Reputation: 73
As we can see here "arm integer NEON operations cycles " and arm float NEON operations cycles ,the integer Multiply operations does not seem to have a definite advantage over the Floating point Multiplication operations. When I converted my floating point code to fixed point, I had to add additional "shift "instruction after fixed point multiplication/division instructions. The cycles required for the program actually increased due to increase in the instructions. The performance of my program deteriorated due to Fixed point. (14000 -cycles for floating point code, 26000-cycles for fixed point code).

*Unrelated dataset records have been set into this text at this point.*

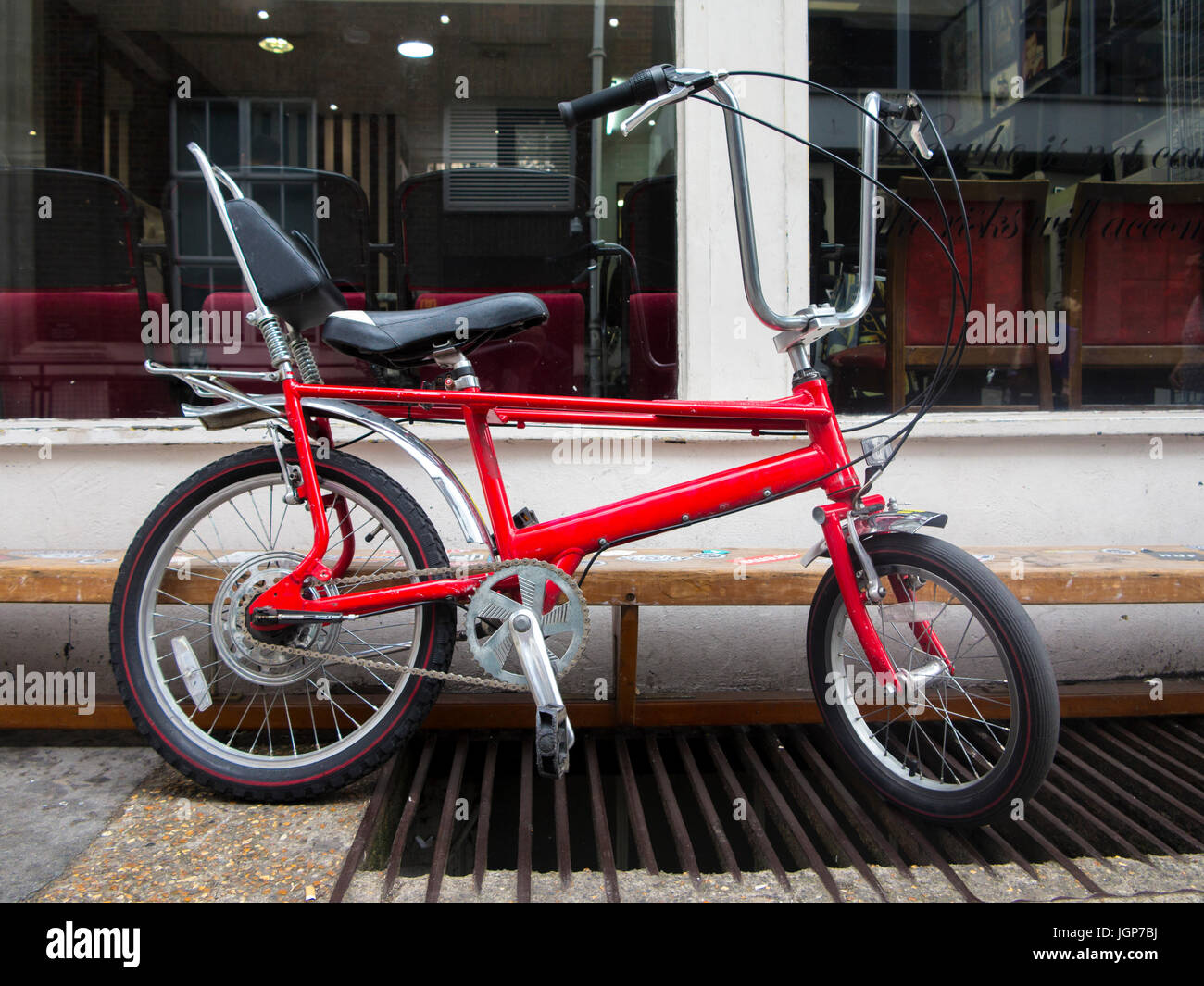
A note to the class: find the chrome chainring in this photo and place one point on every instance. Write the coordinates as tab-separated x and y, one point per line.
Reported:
528	585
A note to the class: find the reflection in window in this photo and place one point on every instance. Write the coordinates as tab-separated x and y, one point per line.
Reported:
1079	131
420	181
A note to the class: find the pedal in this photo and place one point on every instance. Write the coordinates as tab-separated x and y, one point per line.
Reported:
552	743
525	518
553	730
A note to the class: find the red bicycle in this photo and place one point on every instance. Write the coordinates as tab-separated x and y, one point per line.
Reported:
285	617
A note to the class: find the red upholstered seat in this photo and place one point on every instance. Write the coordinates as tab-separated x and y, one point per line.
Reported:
654	364
1140	276
335	366
1135	283
1006	232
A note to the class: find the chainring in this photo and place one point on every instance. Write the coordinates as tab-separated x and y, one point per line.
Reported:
565	626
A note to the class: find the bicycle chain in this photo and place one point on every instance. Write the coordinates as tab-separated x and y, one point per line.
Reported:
458	571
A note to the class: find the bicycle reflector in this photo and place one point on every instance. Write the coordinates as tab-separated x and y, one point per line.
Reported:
878	452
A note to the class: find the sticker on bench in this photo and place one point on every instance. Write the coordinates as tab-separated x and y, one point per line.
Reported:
35	553
769	559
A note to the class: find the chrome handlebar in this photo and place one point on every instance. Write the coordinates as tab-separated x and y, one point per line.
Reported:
817	319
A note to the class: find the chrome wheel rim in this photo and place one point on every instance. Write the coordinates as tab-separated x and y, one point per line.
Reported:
230	532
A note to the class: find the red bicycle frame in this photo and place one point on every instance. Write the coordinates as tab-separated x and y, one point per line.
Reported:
822	464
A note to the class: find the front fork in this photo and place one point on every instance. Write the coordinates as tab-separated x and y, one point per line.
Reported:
838	523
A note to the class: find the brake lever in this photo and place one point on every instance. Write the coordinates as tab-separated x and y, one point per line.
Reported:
915	115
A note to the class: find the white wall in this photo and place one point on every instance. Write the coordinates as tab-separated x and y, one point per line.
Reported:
1006	481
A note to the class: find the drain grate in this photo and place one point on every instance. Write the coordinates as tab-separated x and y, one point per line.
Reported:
762	798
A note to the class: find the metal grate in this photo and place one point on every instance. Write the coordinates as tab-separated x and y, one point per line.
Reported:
759	800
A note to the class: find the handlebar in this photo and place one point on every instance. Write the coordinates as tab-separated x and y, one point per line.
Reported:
665	84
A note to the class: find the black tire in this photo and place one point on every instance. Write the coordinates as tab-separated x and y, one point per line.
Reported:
365	726
939	766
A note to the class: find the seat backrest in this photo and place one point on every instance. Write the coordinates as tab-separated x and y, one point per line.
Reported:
67	229
1133	277
649	231
518	235
328	207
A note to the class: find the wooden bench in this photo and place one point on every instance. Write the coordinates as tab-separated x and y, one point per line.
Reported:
629	580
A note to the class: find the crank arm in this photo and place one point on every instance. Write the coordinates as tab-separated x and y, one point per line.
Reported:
554	733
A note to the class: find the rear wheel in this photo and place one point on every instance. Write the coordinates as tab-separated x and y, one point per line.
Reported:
218	701
963	740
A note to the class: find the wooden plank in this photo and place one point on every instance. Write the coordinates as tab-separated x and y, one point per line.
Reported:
626	648
683	577
1131	697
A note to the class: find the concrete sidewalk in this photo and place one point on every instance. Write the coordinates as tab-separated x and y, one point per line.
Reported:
55	801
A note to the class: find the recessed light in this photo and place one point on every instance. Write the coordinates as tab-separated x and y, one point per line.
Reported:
276	44
416	49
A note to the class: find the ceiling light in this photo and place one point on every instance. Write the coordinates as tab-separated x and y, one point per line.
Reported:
416	49
276	44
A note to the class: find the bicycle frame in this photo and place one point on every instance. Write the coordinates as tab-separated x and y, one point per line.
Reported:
823	462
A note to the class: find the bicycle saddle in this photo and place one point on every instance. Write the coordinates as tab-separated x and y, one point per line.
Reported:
405	339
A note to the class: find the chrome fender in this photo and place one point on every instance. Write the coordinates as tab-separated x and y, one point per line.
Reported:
440	472
901	520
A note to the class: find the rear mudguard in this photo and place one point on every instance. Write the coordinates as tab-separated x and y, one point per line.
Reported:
902	520
440	473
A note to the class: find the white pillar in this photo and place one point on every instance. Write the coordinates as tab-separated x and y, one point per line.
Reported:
725	352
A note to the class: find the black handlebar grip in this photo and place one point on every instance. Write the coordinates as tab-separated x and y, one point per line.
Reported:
646	84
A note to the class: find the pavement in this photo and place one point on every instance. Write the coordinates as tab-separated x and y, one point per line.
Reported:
82	821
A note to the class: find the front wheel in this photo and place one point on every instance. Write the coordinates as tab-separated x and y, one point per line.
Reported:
974	725
215	697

Are there any special instructions dedicated NEON to fixed point operations(Multiplications and divisions) ? I only found one instruction that just converts Fixed -float and otherwise. Is there any efficient way of writing fixed point programs in NEON?

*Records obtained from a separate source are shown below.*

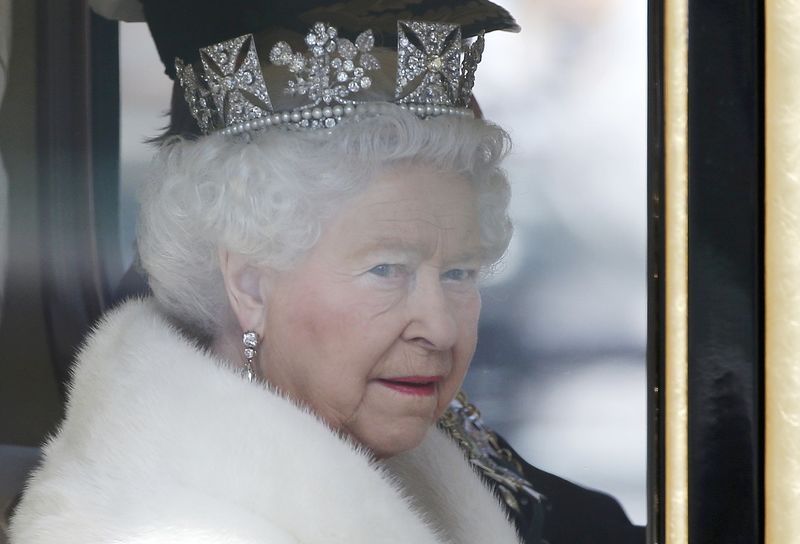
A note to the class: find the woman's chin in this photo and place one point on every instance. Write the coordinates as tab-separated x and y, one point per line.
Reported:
386	443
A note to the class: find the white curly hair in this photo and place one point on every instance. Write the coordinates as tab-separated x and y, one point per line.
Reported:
269	198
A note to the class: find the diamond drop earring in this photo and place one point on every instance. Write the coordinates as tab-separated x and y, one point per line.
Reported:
250	341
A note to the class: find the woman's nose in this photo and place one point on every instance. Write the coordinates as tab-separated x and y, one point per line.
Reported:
431	319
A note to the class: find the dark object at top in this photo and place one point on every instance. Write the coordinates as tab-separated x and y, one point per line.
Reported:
181	27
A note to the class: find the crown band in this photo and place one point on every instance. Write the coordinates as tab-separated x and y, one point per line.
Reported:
226	91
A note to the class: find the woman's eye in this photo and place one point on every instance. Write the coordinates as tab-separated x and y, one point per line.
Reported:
459	274
387	270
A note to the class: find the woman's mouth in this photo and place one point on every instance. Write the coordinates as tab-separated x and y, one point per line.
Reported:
421	386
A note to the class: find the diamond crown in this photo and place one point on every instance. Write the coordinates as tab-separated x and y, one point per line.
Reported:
226	90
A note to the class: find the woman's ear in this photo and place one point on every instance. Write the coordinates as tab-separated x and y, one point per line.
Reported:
246	286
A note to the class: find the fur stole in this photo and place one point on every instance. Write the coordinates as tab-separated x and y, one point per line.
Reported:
164	443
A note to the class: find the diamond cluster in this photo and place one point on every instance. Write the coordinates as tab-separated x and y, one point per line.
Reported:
428	62
335	68
228	92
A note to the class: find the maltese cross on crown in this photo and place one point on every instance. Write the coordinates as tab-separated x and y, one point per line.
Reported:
226	90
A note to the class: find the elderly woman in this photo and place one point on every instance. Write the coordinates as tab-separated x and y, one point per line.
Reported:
314	273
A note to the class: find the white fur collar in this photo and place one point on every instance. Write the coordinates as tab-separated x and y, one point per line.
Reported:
162	443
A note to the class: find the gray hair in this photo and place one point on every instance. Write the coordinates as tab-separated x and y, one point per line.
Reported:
268	198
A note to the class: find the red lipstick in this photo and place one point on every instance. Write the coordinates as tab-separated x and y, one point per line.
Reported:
421	386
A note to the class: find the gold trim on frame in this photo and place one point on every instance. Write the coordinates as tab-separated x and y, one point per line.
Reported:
782	273
676	274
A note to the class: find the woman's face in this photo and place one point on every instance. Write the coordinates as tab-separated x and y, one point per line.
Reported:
376	327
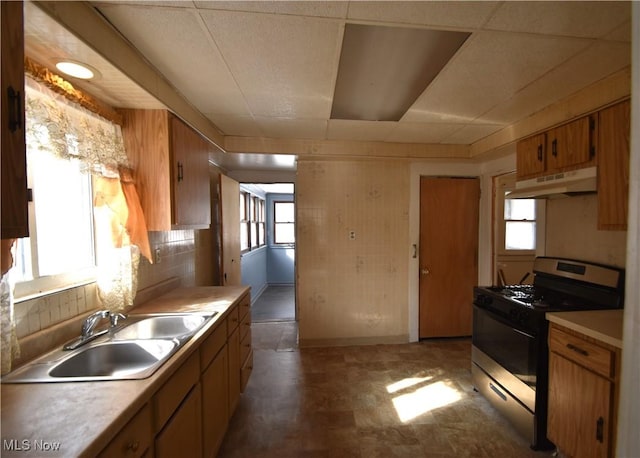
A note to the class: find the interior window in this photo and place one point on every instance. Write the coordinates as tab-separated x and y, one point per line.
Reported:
284	223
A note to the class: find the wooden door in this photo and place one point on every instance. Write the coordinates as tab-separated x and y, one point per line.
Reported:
449	209
579	401
15	222
230	204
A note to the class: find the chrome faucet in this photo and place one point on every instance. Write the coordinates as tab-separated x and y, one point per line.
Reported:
115	318
87	334
91	322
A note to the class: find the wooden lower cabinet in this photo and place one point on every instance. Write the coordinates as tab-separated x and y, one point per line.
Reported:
234	370
135	439
582	395
189	414
182	434
215	406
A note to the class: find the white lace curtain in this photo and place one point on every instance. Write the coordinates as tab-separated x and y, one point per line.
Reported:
66	130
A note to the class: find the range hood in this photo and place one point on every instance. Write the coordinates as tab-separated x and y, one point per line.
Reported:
564	184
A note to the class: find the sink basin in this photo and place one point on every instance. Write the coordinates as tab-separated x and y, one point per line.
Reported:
175	326
115	359
133	351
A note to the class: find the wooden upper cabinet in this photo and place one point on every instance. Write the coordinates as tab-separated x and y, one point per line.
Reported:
531	156
613	166
570	145
15	221
170	168
567	147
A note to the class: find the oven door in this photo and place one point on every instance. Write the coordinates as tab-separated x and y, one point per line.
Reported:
507	354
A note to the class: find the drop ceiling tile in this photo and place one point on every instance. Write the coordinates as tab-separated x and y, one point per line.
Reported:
284	65
340	129
593	64
573	18
488	70
472	133
467	15
296	8
244	126
293	128
164	36
409	132
46	41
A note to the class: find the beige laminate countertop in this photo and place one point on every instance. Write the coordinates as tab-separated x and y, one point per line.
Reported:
83	417
603	325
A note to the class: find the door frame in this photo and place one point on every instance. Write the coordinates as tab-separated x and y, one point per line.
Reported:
450	169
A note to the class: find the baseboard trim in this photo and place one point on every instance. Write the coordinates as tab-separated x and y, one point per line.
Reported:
352	341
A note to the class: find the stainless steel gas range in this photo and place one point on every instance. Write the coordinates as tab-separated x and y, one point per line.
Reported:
510	351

I wrote the following sample code for floating point code.
VMUL Q14.F32,Q8.F32,Q2.F32
VMUL Q15.F32,Q8.F32,Q3.F32
VLD2 {Q10.F32,Q11.F32},[pTw2@256],TwdStep
VLD2 {Q4.F32,Q5.F32},[pT1@256],fftSize
VMLA Q14.F32,Q9.F32,Q3.F32
VMLS Q15.F32,Q9.F32,Q2.F32
The following code was converted to Fixed point code by inserting shift operations after VMUL A instructions.
VMUL Q14.S32,Q8.S32,Q2.S32
VMUL Q15.S32,Q8.S32,Q3.S32
VLD2 {Q10.S32,Q11.S32},[pTw2@256],TwdStep
VLD2 {Q4.S32,Q5.S32},[pT1@256],fftSize
VMLA Q14.S32,Q9.S32,Q3.S32
VMLS Q15.S32,Q9.S32,Q2.S32
VRSHR Q14.S32,Q14.S32,#12 ;Shift instructions to account for fixed point
VRSHR Q15.S32,Q15.S32,#12 ;
Upvotes: 3
Views: 2964
Reputation: 28087
See Vector Floating Point Instruction Set Quick Reference Card for the set of NEON
instructions. There is no dedicated fixed point instructions.

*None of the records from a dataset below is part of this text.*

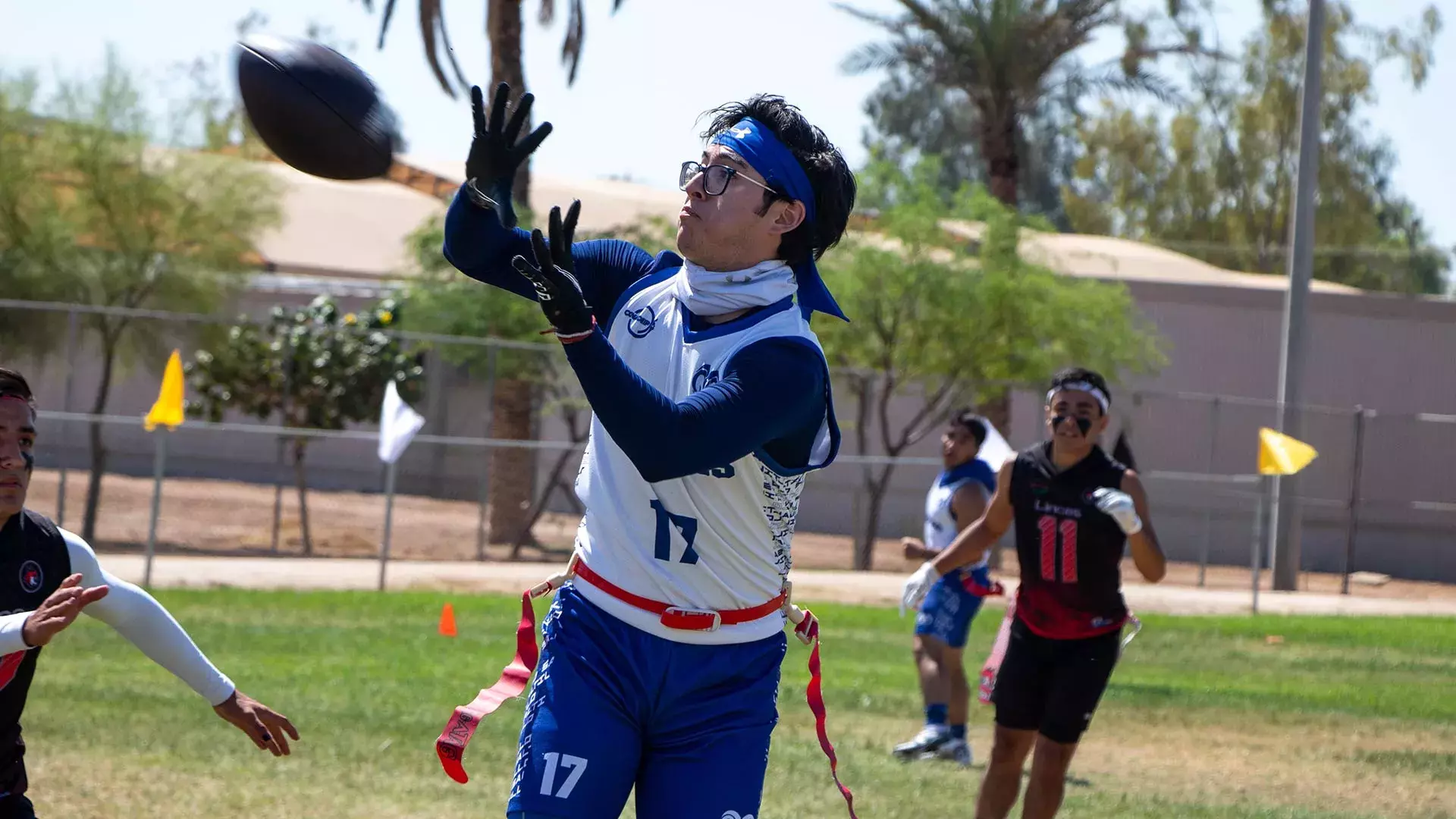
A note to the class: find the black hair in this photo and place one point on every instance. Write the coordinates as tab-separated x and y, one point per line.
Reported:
14	385
823	164
1074	375
973	423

I suggest you to read blog.arm.com
post titled Coding for NEON - Part 3: Matrix Multiplication / Fixed Point, it may give you some ideas to try things.
It claims:
Using fixed point arithmetic for calculations is often faster than floating point – it requires less memory bandwidth to read and write values that use fewer bits, and multiplication of integer values is generally quicker than the same operations applied to floating point numbers.
However, when using fixed point arithmetic, you must choose the representation carefully to avoid overflow or saturation, whilst preserving the degree of precision in the results that your application requires.
Upvotes: 2